The previous results suggest that Brave, on Android, is more energy efficient than its competitors. To understand why, we below report on its resource usage, specifically bandwidth and CPU.
Brave consumes, on average, 40% less bandwidth than the other browsers (left plot in the figure below). These traffic savings derive from Brave’s policy of blocking third party tracking and ads. Less traffic implies less wifi usage, less CPU work, etc. translating in the above energy savings. Further, Brave’s bandwidth consumption is very stable across experiments, i.e., significantly lower standard deviation of few MBytes versus tens of MBytes. This is thanks to a more stable browsing experience, e.g., no unpredictable pop-ups (as observed in Firefox and Edge), and lack of dynamic advertisement that can change in between runs.

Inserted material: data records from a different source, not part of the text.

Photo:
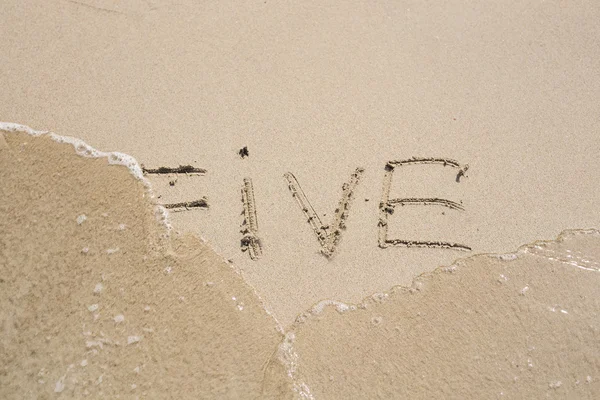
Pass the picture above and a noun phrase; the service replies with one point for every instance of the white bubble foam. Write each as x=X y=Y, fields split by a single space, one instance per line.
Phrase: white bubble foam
x=85 y=150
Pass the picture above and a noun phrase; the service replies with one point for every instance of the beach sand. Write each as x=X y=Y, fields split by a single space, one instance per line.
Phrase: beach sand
x=332 y=103
x=318 y=89
x=100 y=299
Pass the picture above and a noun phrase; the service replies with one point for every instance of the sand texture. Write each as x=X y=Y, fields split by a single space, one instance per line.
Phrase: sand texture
x=96 y=303
x=97 y=299
x=318 y=89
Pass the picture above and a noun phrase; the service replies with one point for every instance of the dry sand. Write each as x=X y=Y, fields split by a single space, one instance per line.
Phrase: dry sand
x=319 y=89
x=98 y=299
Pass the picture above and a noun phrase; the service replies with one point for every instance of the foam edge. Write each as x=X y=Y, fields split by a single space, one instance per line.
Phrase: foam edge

The right plot above shows the CPU utilization reported by battery-historian as user-time and system-time. User-time is the amount of CPU time spent in user-mode, or outside of Android. Brave’s user-time is halved compared to Firefox, Edge, and Chrome. A similar observation is noticeable for the system-time, which is the amount of CPU time spent in Android, e.g., system calls executed by the browser as well as Android’s undergoing activity.
Ad blocking Browsers
We compared Brave’s battery consumption against several ad blocking Android browsers: Adblock Browser (1.4.0), Kiwi (Eta), Firefox (65.0) enhanced with the uBlock Origin plugin (vrs 1.18.4), and Firefox Focus (8.0.6). The below plot shows that Adblock Browser, Kiwi, and Firefox Focus achieve a similar average battery discharge (90-100mAh) which is a 20% reduction compared to vanilla browsers. Brave further reduces battery consumption by 20%, with average discharge around 80mAh, as also previously reported. While Firefox-uBlock seems more competitive (90mAh, on average), it should not be forgotten that Firefox leverages the advantage of lacking page interaction, which we estimated at an extra 15mAh.
Ad blocking browsers are expected to have an overall lower bandwidth consumption compared to vanilla browsers. With the exception of Kiwi, this is indeed the case and all browsers have a similar bandwidth footprint. Brave is still by far the least CPU-hungry browser (20-40% reduction), even more efficient than Firefox without web page interaction. In presence of a similar network footprint, these CPU savings are responsible for the above battery savings.
This post shows that Brave offers remarkable battery savings in Android (20-40%) compared with both vanilla browsers (Chrome, Firefox, Edge) and ad blocking browsers (Adblock Browser, Firefox equipped with the uBlock plugin, Firefox Focus, and Kiwi). .
These results were obtained by comparing the above browsers when serving a realistic workload under the same conditions, i.e., stable wifi connection and a modern Android phone (Samsung Galaxy S9). We further investigated the root causes of the above savings and found that the bandwidth reduction provided by Brave’s aggressive ad blocking provides the main battery savings when compared to vanilla browsers. The lighter CPU footprint compared to competing ad blocking browsers is the main reason for the extra 20% battery savings we have measured for Brave.